Ex-Ripple CTO is in no hurry for his 7,002 Bitcoin

Stefan Thomas is a Bitcoin multimillionaire - in theory. He has lost his password. He has two attempts left. Developers have now found a method to find out. But Thomas, who by the way is the former CTO of Ripple, blocks it himself.

In 2011, software developer Stefan Thomas published a YouTube video about the still-unknown cryptocurrency Bitcoin. A fan sent him 7,002 Bitcoin as a thank-you gift. The gift, which was worth several thousand dollars at the time, was stored on an IronKey USB stick. These are considered particularly secure. After ten incorrect password attempts, the contents are deleted. It is suspected that Thomas, CTO at Ripple between 2012 and 2018, misplaced the bill with the password and no longer has access to the assets, which are now worth $240 million. He has already made eight failed attempts, with two more to go.

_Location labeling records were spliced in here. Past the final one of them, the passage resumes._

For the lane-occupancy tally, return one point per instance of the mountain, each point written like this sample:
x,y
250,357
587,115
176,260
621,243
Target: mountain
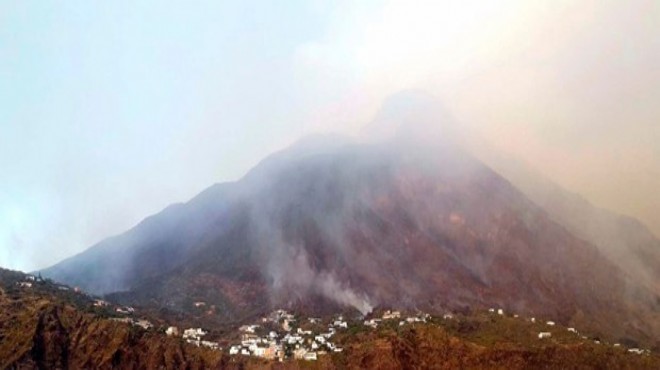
x,y
44,325
332,223
624,240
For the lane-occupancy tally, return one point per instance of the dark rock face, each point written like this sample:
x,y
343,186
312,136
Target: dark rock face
x,y
331,223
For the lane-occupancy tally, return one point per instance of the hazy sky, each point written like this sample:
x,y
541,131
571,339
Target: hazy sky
x,y
109,111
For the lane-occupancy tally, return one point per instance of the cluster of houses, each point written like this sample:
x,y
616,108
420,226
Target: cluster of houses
x,y
193,336
396,315
546,334
284,342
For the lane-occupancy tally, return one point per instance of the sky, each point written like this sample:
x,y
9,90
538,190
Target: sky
x,y
110,111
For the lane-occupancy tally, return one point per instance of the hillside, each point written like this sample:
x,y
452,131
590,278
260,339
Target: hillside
x,y
48,326
45,326
332,223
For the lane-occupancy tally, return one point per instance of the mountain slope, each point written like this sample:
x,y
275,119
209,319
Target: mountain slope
x,y
624,240
331,223
42,327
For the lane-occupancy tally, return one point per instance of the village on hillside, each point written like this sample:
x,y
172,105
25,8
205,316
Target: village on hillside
x,y
282,335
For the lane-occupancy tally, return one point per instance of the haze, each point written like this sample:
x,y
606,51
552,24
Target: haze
x,y
110,112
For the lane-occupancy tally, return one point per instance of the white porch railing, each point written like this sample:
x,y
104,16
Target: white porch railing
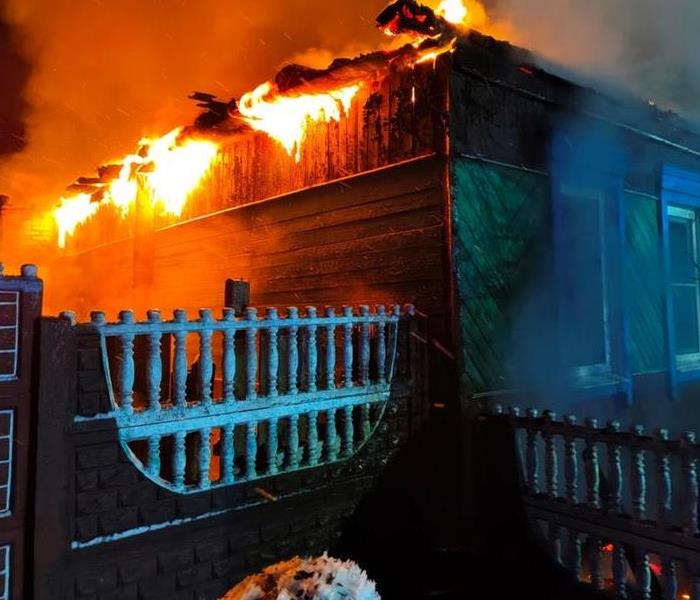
x,y
215,402
619,508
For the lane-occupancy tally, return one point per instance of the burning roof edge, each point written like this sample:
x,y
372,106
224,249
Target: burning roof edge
x,y
502,63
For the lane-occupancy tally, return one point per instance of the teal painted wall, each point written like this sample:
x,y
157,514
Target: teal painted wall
x,y
644,287
499,214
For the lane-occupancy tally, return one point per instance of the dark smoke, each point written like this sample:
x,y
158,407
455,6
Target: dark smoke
x,y
648,47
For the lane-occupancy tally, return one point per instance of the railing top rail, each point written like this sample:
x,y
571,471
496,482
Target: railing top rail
x,y
251,319
610,433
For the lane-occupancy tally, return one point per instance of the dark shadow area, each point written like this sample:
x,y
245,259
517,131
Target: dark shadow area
x,y
410,536
15,71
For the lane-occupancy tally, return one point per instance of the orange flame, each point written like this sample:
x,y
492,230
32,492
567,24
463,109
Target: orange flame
x,y
463,13
171,168
286,118
453,11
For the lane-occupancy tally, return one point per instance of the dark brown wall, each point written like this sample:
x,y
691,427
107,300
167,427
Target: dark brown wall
x,y
18,395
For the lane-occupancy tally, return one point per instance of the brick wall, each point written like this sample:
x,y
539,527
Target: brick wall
x,y
113,533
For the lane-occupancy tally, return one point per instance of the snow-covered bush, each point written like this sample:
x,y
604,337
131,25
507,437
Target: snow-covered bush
x,y
320,578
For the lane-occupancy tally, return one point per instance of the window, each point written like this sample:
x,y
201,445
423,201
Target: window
x,y
5,572
6,450
9,334
684,283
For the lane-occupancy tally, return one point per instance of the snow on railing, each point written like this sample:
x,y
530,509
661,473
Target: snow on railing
x,y
263,395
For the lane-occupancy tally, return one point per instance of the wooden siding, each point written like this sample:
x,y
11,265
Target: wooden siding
x,y
499,216
644,283
376,237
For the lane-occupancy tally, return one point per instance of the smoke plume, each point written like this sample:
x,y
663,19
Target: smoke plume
x,y
648,47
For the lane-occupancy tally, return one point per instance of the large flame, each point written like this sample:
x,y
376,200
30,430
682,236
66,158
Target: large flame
x,y
171,169
286,118
453,11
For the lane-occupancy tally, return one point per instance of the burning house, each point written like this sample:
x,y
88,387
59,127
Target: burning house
x,y
451,172
544,232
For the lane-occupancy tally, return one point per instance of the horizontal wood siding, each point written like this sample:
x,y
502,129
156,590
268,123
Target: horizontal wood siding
x,y
377,237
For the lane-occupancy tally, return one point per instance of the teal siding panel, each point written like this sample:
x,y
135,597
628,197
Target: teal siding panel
x,y
499,215
644,283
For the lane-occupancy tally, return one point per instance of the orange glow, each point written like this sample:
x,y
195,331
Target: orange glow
x,y
171,168
453,11
286,118
71,212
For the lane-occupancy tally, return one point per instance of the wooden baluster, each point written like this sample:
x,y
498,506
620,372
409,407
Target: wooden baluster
x,y
154,363
619,569
644,575
206,362
690,477
639,478
272,446
293,351
669,581
571,461
347,347
331,436
330,350
179,460
349,432
551,460
614,471
126,368
575,554
381,344
294,458
311,350
153,466
251,453
180,361
273,359
663,470
204,458
554,535
314,448
228,453
596,567
592,463
695,587
532,456
229,357
251,362
365,421
364,346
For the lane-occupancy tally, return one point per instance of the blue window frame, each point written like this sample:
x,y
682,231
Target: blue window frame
x,y
9,335
5,571
680,228
588,225
7,426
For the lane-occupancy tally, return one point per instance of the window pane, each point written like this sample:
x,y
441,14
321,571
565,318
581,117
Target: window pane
x,y
685,316
683,269
583,293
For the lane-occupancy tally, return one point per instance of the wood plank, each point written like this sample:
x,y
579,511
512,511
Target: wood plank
x,y
400,241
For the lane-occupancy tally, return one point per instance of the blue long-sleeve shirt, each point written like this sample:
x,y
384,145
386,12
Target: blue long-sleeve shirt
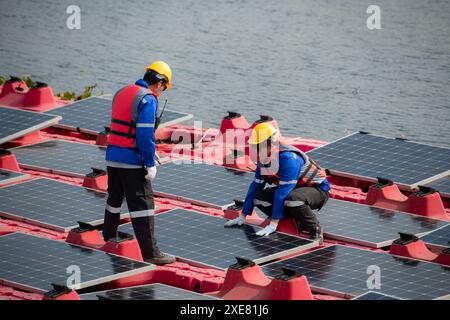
x,y
144,153
290,165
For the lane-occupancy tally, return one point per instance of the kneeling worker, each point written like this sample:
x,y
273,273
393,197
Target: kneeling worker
x,y
301,185
130,158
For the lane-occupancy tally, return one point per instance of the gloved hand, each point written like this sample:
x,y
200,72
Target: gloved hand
x,y
239,221
151,173
270,228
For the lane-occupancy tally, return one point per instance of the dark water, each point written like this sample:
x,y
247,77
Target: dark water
x,y
313,65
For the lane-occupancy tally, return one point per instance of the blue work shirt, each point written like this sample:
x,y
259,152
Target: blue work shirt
x,y
144,153
290,165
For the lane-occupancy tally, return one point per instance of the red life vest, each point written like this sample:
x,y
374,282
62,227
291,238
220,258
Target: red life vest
x,y
124,115
311,173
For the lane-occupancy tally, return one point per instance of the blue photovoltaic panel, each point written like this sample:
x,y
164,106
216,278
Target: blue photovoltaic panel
x,y
52,204
33,263
15,123
439,238
7,176
369,156
344,270
156,291
202,238
371,226
62,157
202,183
372,295
93,114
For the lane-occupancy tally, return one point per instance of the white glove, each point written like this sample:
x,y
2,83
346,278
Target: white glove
x,y
270,228
239,221
151,173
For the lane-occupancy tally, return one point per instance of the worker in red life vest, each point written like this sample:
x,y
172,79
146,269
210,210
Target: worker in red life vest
x,y
300,184
130,157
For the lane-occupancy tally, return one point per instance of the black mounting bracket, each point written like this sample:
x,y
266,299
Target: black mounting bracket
x,y
83,227
96,173
242,263
264,118
121,237
232,115
382,182
288,274
406,238
57,291
424,191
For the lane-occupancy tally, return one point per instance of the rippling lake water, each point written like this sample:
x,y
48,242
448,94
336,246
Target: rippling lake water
x,y
312,65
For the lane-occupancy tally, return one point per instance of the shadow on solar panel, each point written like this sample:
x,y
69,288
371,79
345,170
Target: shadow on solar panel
x,y
371,226
52,204
33,263
345,271
93,114
15,123
201,239
155,291
61,157
201,183
366,156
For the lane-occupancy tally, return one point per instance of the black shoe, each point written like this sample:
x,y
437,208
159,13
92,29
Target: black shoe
x,y
316,234
161,258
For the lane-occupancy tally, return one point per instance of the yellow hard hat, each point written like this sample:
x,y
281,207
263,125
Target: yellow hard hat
x,y
262,132
163,69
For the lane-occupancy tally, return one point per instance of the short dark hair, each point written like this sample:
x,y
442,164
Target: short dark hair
x,y
152,77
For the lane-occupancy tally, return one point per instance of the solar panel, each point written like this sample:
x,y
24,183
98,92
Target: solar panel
x,y
7,176
368,156
61,157
439,238
33,264
93,114
372,295
370,226
201,183
156,291
15,123
202,239
52,204
346,271
443,186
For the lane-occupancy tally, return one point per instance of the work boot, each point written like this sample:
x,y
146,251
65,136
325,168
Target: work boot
x,y
316,234
161,258
111,223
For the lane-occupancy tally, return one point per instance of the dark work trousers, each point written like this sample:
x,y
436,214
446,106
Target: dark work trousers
x,y
131,184
299,204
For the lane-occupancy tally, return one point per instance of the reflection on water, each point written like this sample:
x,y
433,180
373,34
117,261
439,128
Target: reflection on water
x,y
313,65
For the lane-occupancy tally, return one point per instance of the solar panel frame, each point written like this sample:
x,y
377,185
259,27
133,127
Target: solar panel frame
x,y
101,162
362,177
438,239
373,295
166,292
308,244
14,176
316,261
63,110
50,120
359,220
199,202
57,186
44,243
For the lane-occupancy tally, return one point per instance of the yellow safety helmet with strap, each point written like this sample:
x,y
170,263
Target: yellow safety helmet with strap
x,y
163,69
262,132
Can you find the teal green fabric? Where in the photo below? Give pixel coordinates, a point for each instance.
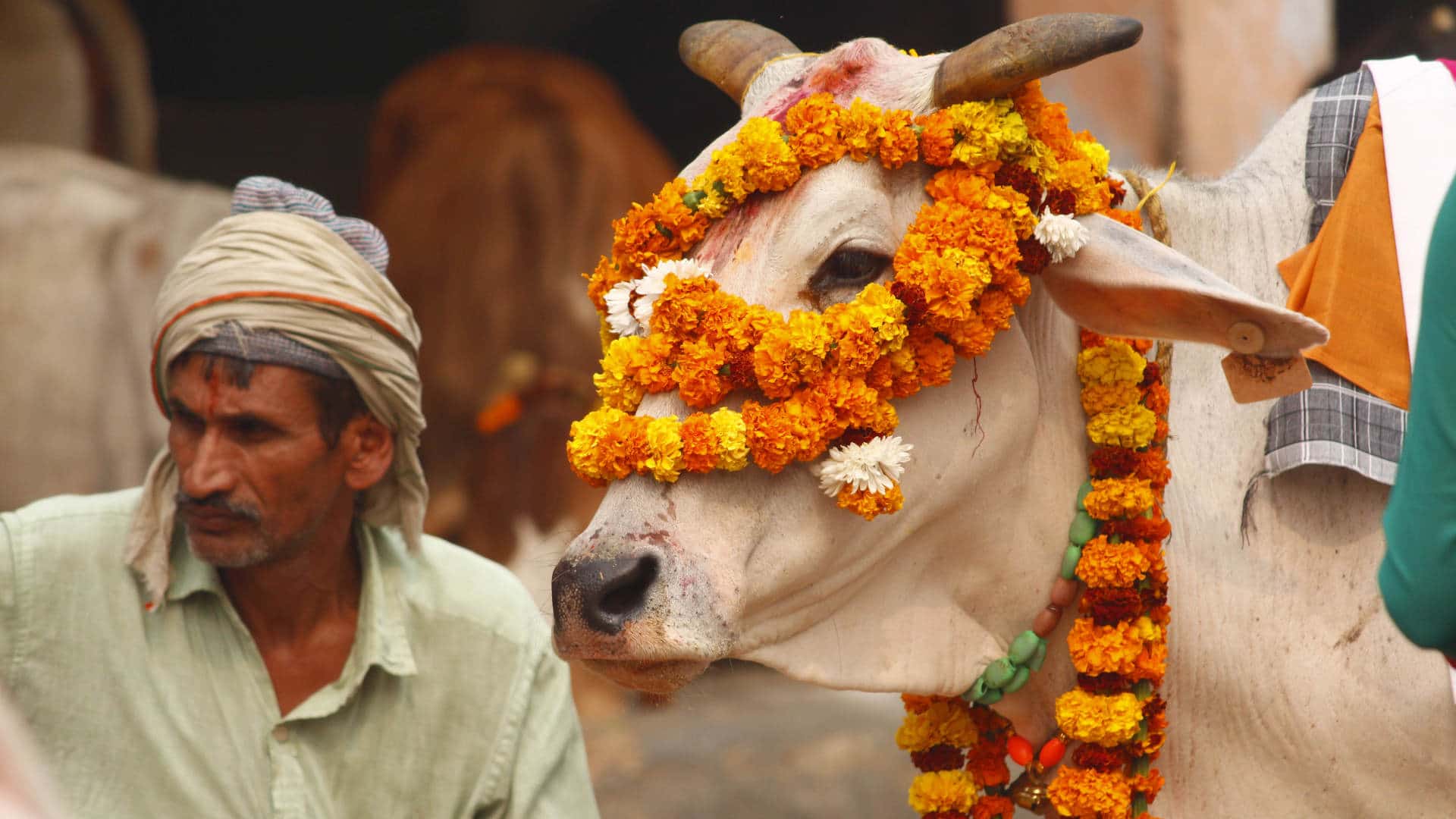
(450, 704)
(1419, 572)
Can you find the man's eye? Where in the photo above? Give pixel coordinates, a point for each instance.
(848, 268)
(251, 430)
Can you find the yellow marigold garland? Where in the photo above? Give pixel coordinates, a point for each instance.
(1119, 645)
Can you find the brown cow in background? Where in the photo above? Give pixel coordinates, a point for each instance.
(495, 175)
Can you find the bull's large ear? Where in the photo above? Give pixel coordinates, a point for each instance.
(1125, 283)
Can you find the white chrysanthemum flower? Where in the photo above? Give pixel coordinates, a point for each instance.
(619, 309)
(1062, 235)
(874, 465)
(653, 283)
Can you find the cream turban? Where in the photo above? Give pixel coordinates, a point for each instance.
(290, 265)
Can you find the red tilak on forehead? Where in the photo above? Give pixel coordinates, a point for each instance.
(723, 241)
(840, 74)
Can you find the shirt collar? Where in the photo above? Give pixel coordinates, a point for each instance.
(382, 637)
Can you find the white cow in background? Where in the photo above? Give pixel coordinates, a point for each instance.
(83, 248)
(1291, 692)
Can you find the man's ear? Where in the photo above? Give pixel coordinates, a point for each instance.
(370, 449)
(1125, 283)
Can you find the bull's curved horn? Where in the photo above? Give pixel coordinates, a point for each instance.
(730, 53)
(1005, 58)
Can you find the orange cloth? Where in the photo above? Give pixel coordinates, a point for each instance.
(1350, 281)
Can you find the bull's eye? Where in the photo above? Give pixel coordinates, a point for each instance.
(849, 267)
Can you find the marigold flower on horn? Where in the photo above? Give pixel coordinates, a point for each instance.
(1119, 497)
(1104, 720)
(859, 127)
(769, 164)
(899, 143)
(813, 124)
(941, 792)
(1090, 795)
(1156, 400)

The IT company Unciphered now claims to have developed a new procedure that bypasses the lock. But it seems Stefan Thomas is in no hurry at all.

Not your keys, not your coins

It sounds like the long-awaited breakthrough: the developers of Unciphered claim to have found a method to bypass the password function of the particularly intractable IronKeys, which is limited to ten attempts. As proof, they cracked the password lock of an editor of the tech magazine Wired. It would have taken 200 trillion attempts by a powerful computer. In the end, however, they found the three-word passphrase.

They approached Stefan Thomas, whose business has been well-known in the cryptoscene for several years, with the success story. But to their surprise, they fell on deaf ears: Even before contract negotiations could begin, Thomas refused. Two other companies had already received orders and were given priority, even though they had not yet found the technology for it. After twelve years of waiting, he seemed to have enough patience.

"We got in."

In a public letter, the company Stefan Thomas has now again offered help. In it, they also hint at how they managed to crack the password. They do not go into details - professional secrecy. But also because "most devices certified for this level of protection are used to store sensitive government data". IronKey was in fact co-funded by the U.S. Department of Homeland Security. Its intended use was for the U.S. government, military and intelligence agencies.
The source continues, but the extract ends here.